Par ailleurs, rien, dans le texte, ne garantit le respect par l'employeur du droit à la déconnexion ; il semble même qu'une contrainte supplémentaire serait susceptible de peser sur le salarié.
Les dispositions de l'avant-projet de loi, en l'état, ne pourront que conduire à une aggravation de la discrimination indirecte qui frappera tant les femmes cadres que celles occupant des emplois à temps partiel ou précaires.
Depuis longtemps, je m'intéresse tout particulièrement au bilan des accords collectifs ; avec Jacqueline Laufer, nous avions analysé les quarante premiers accords passés au titre de l'égalité professionnelle entre les femmes et les hommes. On peut constater un très net progrès car, depuis, plus de 10 000 de ces accords ont été signés. La loi du 13 juillet 1983 portant modification du code du travail et du code pénal en ce qui concerne l'égalité professionnelle entre les hommes et les femmes, dite « loi Roudy », avait abouti à une quarantaine de plans d'égalité. D'après la DGT, le taux de couverture par des accords sur l'égalité est d'environ 38 %, avec des variations considérables en fonction de la taille des entreprises puisque 83 % des entreprises de plus de 1 000 salariés sont couvertes, pour 33 % des entreprises de moins de 300 salariés.
Le nombre des mises en demeure s'élève aujourd'hui à plus de 2 045 et celui des sanctions à 81, ce qui tend à prouver l'efficacité de ce régime applicable en l'absence d'accord. La situation est moins satisfaisante dans le domaine de l'égalité des rémunérations, mais les chiffres eux-mêmes doivent être examinés avec la plus grande circonspection, puisque, selon le mode de calcul retenu – choix des indicateurs, prise en compte ou non des primes, par exemple – l'écart observé peut varier entre 4 % seulement et le niveau communément reconnu, c'est-à-dire 25 %. Il est donc difficile de progresser en toute connaissance de cause, même si l'on constate une érosion des écarts de salaire.

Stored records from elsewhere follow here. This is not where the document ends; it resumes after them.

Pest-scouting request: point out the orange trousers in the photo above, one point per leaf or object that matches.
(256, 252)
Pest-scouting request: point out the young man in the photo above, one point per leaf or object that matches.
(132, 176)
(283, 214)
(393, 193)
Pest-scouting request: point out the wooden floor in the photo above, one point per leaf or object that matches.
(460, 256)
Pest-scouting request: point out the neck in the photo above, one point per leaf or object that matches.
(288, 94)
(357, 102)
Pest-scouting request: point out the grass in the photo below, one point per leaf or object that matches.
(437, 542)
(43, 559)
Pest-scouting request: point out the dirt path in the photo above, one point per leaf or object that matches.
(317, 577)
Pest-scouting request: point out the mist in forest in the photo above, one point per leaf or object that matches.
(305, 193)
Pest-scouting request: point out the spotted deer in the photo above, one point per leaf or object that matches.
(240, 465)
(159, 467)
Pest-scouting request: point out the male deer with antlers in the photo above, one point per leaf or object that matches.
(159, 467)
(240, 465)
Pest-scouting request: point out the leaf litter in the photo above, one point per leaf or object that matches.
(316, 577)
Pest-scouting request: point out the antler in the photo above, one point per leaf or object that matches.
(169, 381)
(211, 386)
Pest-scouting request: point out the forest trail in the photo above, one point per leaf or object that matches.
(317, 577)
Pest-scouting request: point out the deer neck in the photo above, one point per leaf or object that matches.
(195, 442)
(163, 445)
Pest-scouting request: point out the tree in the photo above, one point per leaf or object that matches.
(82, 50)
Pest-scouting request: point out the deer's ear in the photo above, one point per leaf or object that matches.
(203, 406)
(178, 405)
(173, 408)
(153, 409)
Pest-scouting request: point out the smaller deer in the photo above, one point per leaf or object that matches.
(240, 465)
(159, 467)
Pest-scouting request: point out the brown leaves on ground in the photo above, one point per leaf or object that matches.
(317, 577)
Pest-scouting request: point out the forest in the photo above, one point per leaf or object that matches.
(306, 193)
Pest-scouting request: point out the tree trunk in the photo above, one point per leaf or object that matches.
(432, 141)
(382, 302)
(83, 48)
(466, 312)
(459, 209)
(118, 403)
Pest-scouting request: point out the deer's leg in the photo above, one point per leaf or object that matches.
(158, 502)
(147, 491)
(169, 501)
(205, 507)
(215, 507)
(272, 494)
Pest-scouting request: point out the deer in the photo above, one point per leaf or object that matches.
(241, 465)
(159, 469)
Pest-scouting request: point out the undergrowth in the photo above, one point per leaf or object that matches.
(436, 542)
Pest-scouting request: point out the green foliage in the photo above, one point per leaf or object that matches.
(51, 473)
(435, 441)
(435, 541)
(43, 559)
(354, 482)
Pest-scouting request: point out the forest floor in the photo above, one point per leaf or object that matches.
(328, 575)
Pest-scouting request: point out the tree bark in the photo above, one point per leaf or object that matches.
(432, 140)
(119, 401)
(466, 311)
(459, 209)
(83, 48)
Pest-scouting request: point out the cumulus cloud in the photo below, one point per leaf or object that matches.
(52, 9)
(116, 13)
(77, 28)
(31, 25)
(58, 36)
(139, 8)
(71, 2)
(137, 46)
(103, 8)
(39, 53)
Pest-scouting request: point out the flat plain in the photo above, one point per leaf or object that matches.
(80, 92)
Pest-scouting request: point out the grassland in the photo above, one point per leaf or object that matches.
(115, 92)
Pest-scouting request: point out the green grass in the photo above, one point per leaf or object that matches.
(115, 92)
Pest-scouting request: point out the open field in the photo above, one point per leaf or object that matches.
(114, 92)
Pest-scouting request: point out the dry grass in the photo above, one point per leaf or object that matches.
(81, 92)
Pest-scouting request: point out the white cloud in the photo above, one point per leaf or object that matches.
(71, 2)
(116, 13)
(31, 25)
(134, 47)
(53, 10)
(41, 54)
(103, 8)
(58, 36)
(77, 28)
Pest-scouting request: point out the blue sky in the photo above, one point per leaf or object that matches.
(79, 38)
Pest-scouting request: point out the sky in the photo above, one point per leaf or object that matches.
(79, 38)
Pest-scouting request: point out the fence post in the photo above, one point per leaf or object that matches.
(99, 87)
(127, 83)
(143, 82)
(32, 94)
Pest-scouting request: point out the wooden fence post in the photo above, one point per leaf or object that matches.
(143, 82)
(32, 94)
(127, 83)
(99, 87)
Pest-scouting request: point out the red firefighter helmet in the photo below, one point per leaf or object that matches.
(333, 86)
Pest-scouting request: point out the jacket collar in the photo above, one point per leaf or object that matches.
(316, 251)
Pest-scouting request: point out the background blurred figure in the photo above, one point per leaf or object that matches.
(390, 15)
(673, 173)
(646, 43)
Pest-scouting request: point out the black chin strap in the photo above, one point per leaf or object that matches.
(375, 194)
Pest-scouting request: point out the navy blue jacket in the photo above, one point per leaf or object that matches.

Ainsi que l'a indiqué Michel Miné, le contenu de bien des accords est pauvre et ne fait que rappeler les principes posés par la loi. La direction de l'animation de la recherche, des études et des statistiques (DARES) a commandé à une équipe de l'École normale supérieure (ENS), pilotée par Sophie Pochic, du Centre Maurice-Halbwachs, une étude qui portera sur le contenu des accords collectifs d'entreprise et des plans d'action unilatéraux sur l'égalité professionnelle ainsi que sur leur mise en oeuvre. Ce travail sera fondé sur une analyse statistique globale des accords sur l'égalité professionnelle, puis d'un suivi qualitatif d'un certain nombre de ceux-ci à partir d'un échantillon raisonné.
Dans mon analyse des quarante premiers accords collectifs sur l'égalité professionnelle, j'avais distingué quatre degrés croissants d'engagement : le simple rappel des principes ; la mise en place d'outils statistiques pertinents permettant de poser un diagnostic partagé ; l'évolution de la proportionnalité au moment du recrutement, en étant attentif au nombre de femmes candidates ainsi qu'à leurs qualifications ; l'engagement d'actions positives visant à corriger les inégalités sur la base de mesures chiffrées, avec une évaluation à terme.